From the “this will cost more money in paperwork than it saves” Department, SB 119 proposes an annual report and audit of unpaid restitution orders owed to government entities. It makes explicit the authority to demand that the debtor show cause and for the court to hold the debtor in contempt. I imagine the intent of this bill is to increase revenues for government entities without raising taxes. However, most folks who owe criminal restitution simply don’t have any money. Putting them in jail on a contempt order isn’t going to save any money. On the upside, maybe they’ll farm out the collections work to guys like me on a contingency basis. If you hound these guys for 5-10 years, occasionally you get lucky. The government isn’t set up to make that kind of extended effort. I am.
Check out all the information the report has to have:
(This bill introduced by Mr. Van, that’s his name, that name again is Mr. Van. Err, Mrvan.)
Bifurcated sentencing. Allows a court to impose a sentence greater than the presumptive sentence only if: (1) the state proves the existence of an aggravating circumstance beyond a reasonable doubt; or (2) the defendant has one or more prior unrelated convictions.
I believe this proposed legislation is Indiana’s answer to the Supreme Court’s Blakely decision that has the federal sentencing structure in such a mess. My understanding is that Indiana didn’t really have a problem with its current structure. Maybe this is a “better safe than sorry” approach. Or, maybe my assumptions are wrong.

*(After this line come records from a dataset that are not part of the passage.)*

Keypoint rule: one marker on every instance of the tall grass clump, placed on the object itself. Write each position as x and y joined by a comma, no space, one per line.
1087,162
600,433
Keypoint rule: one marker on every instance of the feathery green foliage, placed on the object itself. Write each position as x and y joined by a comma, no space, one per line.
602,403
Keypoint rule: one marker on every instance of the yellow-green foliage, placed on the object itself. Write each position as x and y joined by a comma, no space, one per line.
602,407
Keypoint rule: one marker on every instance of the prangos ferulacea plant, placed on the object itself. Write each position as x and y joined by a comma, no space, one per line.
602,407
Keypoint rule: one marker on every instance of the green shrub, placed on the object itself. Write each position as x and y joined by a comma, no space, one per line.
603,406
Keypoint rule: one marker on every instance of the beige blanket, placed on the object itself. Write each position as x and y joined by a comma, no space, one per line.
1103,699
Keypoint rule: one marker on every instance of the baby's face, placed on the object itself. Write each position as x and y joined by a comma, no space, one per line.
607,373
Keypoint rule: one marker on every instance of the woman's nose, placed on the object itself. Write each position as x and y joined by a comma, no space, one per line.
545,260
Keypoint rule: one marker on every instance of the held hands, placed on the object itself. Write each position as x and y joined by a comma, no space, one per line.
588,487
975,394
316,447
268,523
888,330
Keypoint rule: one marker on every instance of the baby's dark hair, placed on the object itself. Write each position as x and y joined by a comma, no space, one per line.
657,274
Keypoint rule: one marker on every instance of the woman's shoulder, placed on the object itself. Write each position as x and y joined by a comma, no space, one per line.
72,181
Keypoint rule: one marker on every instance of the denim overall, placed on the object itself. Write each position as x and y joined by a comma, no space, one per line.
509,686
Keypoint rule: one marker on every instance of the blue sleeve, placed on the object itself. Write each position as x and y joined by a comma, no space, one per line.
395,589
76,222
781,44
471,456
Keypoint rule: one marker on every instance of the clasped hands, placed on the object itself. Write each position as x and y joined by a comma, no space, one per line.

Introduced Version, Senate Bill 0099 The synopsis:
Criminal code general purpose statement. Provides that the criminal code must be founded on the principle of reformation, not vindictive justice, and establishes the means and goals to be considered in establishing criminal penalties and imposing sentences. Specifies that these provisions do not create a cause of action or supersede any statute, and may not be used in litigation to obtain any form of relief.
I always hated drafting “purpose statements” when I worked for the General Assembly. They don’t do a darn thing — a point which is thankfully spelled out in this particular statement — an often times they create confusion. The casual statutory reader thinks that the purpose statement has the force of law. But, the purpose statements are only an opinion of sorts. And, as we all know, opinions are like certain anatomical features in that everyone has one. Future General Assemblies, or even the current one, can just ignore this provision. It doesn’t mean a thing until you tie a penalty or other enforcement mechanism to it.
(Oh, and just for those who may not be aware, the business about the criminal code being founded on the principle of reformation, not vindictive justice is lifted from the Indiana Constitution and reflects the Enlightenment values of the drafters of the mid 19th century. I doubt our current crop of legislators would come up with such bleeding-heart language if left to their own devices.)
Introduced Version, Senate Bill 0076 — LSA’s synopsis:
Abortion requirements. Requires a health care provider to provide a pregnant woman with information regarding the availability of ultrasound imaging and auscultation of heart tones of a fetus before performing an abortion on the pregnant woman. Allows a pregnant
woman to view the fetal ultrasound imaging and hear the auscultation of the fetal heart tone before an abortion is performed.
It’s essentially an approach that tries to guilt the woman out of having an abortion. Note that there is no effort to inform the woman about the effect of the pregnancy on her body or the life the child is likely to lead if it is unwanted, the woman cannot afford to properly take care of the child, and it comes to term. Dennis Miller said something about taking the right-to-lifers more seriously if so many of them weren’t cross-enrolled in the NRA. He also mentioned not supporting a right to life with no rights.